It’s pity the so-called national parties like the BJP do not realise that an election result is not found inside an electronic voting machine. It’s found in the eyes of the common man. If they wilt with sadness, no ruling party can ever win. If they gleam with joy, no ruling party can ever lose. This is God’s own truth.
As different political commentators and television channels which should actually be called BJP NOW, instead of what they are called, and bend over, putting saffron dots across India’s map, here are some hard truths about the BJP’s performance in the five states whose results were announced on Thursday. In Assam, a three term anti-incumbency got the Congress out of power, not the BJP. Moreover Assam has been highly polarised. The issue of immigrants infiltrating from Bangladesh and managing to get virtual citizenship had enraged locals. This has nothing to do with Modi’s governance. And unlike in neighbouring Bengal and Tamil Nadu, the Congress as the ruling party in Assam, didn’t deliver on emotive basic promises. What happened in Goa in 2012, repeated in Assam
in 2016.
So then, before the hyper active social media explodes sending enough tweets to fill the Brahmaputra river by writing Assam, Assam and Assam, let us remind the BJP that they have won seats in single digits in all the other states they contested. And if democracy is a game of numbers and governments, the national party whose Prime Minister won an unprecedented mandate in 2014, has very little to celebrate, losing four out of five states which went to the polls whose results were declared on Thursday.
In Kerala, the BJP was not even in the equation. The ouster of the Congress-led UDF and the return of the Left was a triumph of a regional force getting rid of national party which has not delivered. This was the real template of this election. And it will soon be a template of India and Goa needs to understand that. Parties will pay for betraying people, and those that are in sync with people’s needs and sentiments will win. The BJP won just one seat there and is shamelessly terming this as an “inroad” into Kerala.
Tamil Nadu is a re-assertion of two principles. A performing government will be re-elected and family politics itself doesn’t stand a chance of getting electoral success. J Jayalalithaa’s return to power, the second time in 32 years that a party has been able to form government’s twice in succession (albeit with truncated seats), is an apt testimony to this. Tamil Nadu also proved that family raj for the sake of it alone, isn’t enough to beat people raj. Admittedly DMK supremo Karunanidhi’s son MK Stalin campaigned on behalf of his father tirelessly taking the DMK tally to 101 but Amma retained her government riding on hugely populists schemes which worked.

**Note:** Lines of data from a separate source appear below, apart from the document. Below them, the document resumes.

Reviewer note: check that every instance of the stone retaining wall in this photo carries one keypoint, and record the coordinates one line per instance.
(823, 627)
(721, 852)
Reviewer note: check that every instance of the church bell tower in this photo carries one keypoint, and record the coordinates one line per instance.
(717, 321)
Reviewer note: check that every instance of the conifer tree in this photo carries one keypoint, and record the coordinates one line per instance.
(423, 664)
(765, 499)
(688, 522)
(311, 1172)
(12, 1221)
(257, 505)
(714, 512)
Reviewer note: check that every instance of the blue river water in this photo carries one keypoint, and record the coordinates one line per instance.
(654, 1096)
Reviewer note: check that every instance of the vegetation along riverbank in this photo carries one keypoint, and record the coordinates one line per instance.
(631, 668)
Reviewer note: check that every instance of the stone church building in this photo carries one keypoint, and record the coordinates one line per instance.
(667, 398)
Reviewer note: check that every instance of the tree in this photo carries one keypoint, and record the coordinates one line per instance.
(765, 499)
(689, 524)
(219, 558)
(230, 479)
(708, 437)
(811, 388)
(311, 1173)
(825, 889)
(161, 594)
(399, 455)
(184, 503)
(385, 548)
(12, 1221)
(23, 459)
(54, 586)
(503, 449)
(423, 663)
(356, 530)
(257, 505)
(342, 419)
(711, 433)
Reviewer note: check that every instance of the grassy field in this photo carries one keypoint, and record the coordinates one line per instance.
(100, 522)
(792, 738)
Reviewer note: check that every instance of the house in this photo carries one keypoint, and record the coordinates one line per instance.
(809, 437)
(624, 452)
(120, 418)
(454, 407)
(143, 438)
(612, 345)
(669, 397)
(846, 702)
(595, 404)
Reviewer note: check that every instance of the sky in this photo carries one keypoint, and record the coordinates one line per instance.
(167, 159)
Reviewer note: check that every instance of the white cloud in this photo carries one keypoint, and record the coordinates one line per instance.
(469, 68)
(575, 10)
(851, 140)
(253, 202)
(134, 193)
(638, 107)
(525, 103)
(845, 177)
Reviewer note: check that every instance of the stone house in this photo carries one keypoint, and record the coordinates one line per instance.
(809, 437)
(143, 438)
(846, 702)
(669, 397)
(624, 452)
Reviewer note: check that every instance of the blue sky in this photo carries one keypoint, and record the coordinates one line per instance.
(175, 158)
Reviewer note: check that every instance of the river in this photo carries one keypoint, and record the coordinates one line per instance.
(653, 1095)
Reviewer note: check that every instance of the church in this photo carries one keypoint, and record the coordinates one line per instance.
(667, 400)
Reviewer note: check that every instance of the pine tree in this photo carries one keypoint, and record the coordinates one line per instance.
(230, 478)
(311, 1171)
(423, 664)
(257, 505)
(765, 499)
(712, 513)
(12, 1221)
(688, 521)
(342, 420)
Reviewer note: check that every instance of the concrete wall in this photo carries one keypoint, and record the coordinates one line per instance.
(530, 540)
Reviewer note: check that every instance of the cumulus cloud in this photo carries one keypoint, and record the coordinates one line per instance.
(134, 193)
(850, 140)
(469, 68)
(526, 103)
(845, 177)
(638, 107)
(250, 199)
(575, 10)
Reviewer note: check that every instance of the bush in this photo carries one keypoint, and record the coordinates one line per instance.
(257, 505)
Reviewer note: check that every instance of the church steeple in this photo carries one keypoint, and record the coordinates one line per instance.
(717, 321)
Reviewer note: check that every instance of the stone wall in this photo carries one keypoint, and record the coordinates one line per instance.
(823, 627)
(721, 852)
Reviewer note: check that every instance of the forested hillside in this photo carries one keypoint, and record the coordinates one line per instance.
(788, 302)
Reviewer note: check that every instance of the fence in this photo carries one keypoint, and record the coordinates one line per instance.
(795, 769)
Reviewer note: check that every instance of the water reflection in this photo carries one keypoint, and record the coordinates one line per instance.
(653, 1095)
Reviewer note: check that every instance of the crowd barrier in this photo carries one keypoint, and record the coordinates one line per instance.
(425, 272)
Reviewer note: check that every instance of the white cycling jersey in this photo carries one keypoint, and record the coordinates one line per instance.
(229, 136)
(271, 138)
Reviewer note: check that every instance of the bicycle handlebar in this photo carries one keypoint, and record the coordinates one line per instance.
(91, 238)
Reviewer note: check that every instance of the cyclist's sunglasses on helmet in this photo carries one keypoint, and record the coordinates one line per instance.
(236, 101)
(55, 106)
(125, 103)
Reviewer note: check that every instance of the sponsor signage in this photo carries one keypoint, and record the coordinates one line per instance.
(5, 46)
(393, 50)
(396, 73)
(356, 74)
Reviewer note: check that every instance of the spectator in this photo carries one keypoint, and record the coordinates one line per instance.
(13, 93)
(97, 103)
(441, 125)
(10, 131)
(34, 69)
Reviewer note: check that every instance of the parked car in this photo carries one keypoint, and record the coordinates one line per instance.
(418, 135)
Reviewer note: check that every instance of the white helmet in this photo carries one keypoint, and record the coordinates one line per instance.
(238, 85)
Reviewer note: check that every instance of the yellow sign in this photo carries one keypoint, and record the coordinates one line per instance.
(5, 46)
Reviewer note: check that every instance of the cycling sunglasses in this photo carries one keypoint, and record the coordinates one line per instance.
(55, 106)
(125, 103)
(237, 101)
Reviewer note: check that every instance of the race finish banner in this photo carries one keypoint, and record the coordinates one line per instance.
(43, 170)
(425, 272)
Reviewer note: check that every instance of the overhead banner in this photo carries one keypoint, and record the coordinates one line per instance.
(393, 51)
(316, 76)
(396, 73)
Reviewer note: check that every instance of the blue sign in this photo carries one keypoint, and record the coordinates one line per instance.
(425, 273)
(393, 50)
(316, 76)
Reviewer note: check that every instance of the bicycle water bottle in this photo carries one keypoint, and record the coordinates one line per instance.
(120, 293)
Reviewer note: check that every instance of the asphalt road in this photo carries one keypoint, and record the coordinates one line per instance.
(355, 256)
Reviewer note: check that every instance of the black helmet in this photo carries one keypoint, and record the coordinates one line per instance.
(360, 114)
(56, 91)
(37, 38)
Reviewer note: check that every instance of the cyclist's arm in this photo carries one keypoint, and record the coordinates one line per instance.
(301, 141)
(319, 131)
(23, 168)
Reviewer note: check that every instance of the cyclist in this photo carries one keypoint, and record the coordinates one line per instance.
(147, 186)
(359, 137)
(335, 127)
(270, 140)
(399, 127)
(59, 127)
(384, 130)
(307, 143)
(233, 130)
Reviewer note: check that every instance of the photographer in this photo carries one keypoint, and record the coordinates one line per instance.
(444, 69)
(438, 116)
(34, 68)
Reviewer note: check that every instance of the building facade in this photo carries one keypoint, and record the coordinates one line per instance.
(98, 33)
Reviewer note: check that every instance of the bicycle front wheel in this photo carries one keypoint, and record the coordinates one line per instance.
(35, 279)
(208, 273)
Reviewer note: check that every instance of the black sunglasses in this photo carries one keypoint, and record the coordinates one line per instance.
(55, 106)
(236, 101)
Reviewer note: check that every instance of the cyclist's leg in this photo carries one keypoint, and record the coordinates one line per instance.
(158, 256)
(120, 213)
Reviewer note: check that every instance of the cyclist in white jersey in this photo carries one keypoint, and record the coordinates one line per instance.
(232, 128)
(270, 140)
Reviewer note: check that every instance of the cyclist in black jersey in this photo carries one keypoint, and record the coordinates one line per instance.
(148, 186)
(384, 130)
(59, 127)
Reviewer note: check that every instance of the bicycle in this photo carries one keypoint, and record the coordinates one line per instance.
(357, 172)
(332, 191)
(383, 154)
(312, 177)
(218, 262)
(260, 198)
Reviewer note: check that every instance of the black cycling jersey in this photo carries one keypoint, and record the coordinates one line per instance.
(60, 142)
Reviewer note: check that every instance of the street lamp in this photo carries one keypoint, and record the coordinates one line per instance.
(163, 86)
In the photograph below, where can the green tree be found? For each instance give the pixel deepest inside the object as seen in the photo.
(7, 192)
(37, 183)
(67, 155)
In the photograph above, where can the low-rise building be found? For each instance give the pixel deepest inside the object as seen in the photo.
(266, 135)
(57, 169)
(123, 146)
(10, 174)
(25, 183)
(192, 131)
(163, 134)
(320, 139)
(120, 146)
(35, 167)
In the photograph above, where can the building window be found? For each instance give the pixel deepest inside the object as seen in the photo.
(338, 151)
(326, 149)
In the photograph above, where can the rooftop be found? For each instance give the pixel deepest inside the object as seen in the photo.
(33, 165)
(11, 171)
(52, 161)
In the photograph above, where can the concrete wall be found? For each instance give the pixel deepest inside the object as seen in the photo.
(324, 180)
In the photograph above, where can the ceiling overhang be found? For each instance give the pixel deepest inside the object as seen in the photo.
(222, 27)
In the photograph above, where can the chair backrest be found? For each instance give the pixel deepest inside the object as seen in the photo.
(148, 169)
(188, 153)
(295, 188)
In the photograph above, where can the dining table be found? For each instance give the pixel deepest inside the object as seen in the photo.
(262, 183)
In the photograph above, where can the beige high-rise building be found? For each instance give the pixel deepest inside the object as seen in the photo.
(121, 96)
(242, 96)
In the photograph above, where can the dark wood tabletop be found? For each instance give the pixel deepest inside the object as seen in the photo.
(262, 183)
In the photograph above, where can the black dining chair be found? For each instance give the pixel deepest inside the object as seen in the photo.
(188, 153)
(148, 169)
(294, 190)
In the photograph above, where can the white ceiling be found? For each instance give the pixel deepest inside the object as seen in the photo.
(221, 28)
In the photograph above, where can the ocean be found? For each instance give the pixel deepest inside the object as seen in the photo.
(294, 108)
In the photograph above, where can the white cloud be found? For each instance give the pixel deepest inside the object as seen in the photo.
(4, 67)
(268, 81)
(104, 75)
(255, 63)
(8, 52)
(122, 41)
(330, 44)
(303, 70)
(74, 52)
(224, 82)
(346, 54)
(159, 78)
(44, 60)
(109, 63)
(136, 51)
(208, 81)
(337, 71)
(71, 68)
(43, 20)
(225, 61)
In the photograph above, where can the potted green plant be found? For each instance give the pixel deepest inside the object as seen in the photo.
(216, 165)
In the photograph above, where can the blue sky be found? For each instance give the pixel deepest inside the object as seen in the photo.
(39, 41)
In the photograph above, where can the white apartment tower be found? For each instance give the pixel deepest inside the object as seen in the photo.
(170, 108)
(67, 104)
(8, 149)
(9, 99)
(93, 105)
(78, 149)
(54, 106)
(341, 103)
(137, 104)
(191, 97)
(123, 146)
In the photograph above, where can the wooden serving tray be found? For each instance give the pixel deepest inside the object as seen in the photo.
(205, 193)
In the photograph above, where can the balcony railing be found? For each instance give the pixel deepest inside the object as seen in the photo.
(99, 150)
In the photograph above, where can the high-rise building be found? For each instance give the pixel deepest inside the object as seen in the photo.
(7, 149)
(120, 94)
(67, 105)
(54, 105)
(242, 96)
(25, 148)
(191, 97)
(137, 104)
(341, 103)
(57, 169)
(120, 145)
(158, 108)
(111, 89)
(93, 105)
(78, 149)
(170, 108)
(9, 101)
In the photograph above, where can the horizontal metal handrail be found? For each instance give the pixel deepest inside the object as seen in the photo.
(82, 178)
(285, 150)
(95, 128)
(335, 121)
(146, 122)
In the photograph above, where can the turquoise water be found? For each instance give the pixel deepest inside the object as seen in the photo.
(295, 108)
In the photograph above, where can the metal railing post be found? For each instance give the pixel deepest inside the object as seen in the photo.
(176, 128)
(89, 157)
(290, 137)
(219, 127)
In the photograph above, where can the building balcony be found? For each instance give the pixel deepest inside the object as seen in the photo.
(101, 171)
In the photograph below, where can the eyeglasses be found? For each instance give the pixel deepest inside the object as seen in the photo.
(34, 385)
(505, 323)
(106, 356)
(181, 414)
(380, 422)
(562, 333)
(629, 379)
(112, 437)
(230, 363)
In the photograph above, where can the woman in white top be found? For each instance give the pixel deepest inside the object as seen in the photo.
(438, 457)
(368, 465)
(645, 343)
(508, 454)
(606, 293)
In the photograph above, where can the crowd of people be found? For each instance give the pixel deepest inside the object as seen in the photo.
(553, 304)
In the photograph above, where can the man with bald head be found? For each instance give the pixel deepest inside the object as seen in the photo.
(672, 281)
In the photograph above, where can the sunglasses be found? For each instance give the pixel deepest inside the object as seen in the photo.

And finally, the Bengal story is what movie scripts are made of. Mamata Bannerjee version 2.0 has won an even greater majority than last time. And read this again and again. Her party Trinamool Congress won 211 out of 294 seats. And how many did the BJP win? 3. Therefore the pictures of the Prime Minister and his party president Amit Shah posing with Assamese ethnic hats, put into shade the reality of these elections. But intelligent Indians are saying “Topi maat pehnao” (an euphemism for, ‘do not fool us’).
And these are realities that should matter to Goa and Goans.
a) The new Indian, from the innermost of rural recesses to the posh-est of towns wants a simple trade off for his vote – Governance. Voters do not want promises or slogans. They want their jobs, get their water and power and roads and above all, the confidence that the government won’t sell them off. Those who call TMC a rural party should look at the results of 11 seats in Calcutta the capital. It read- TMC 11, Others 0. The entire might of Mr Modi and company couldn’t get a single seat in Calcutta. In fact, good governance is a bigger issue than even corruption for the common Indian voter.
b) Regional Parties, which tap into the aspirations of locals, aspirations which may be far removed from issues national parties think are important, will win seats and elections. And a time has come when people will vote for the best person in the local area and not to decide who should be in power in the state. And a regional party which manages to field the most number of people who can individually tap into people’s aspirations, coupled with overall delivery across the state, will win hands down. Kerala, Tamil Nadu and West Bengal now, apart from Orissa, Bihar, Uttar Pradesh, Delhi, Andhra Pradesh and Jammu and Kashmir are all flying the flag of regionalism.
So when we say India lives in its villages, India now votes for those who make their villages liveable.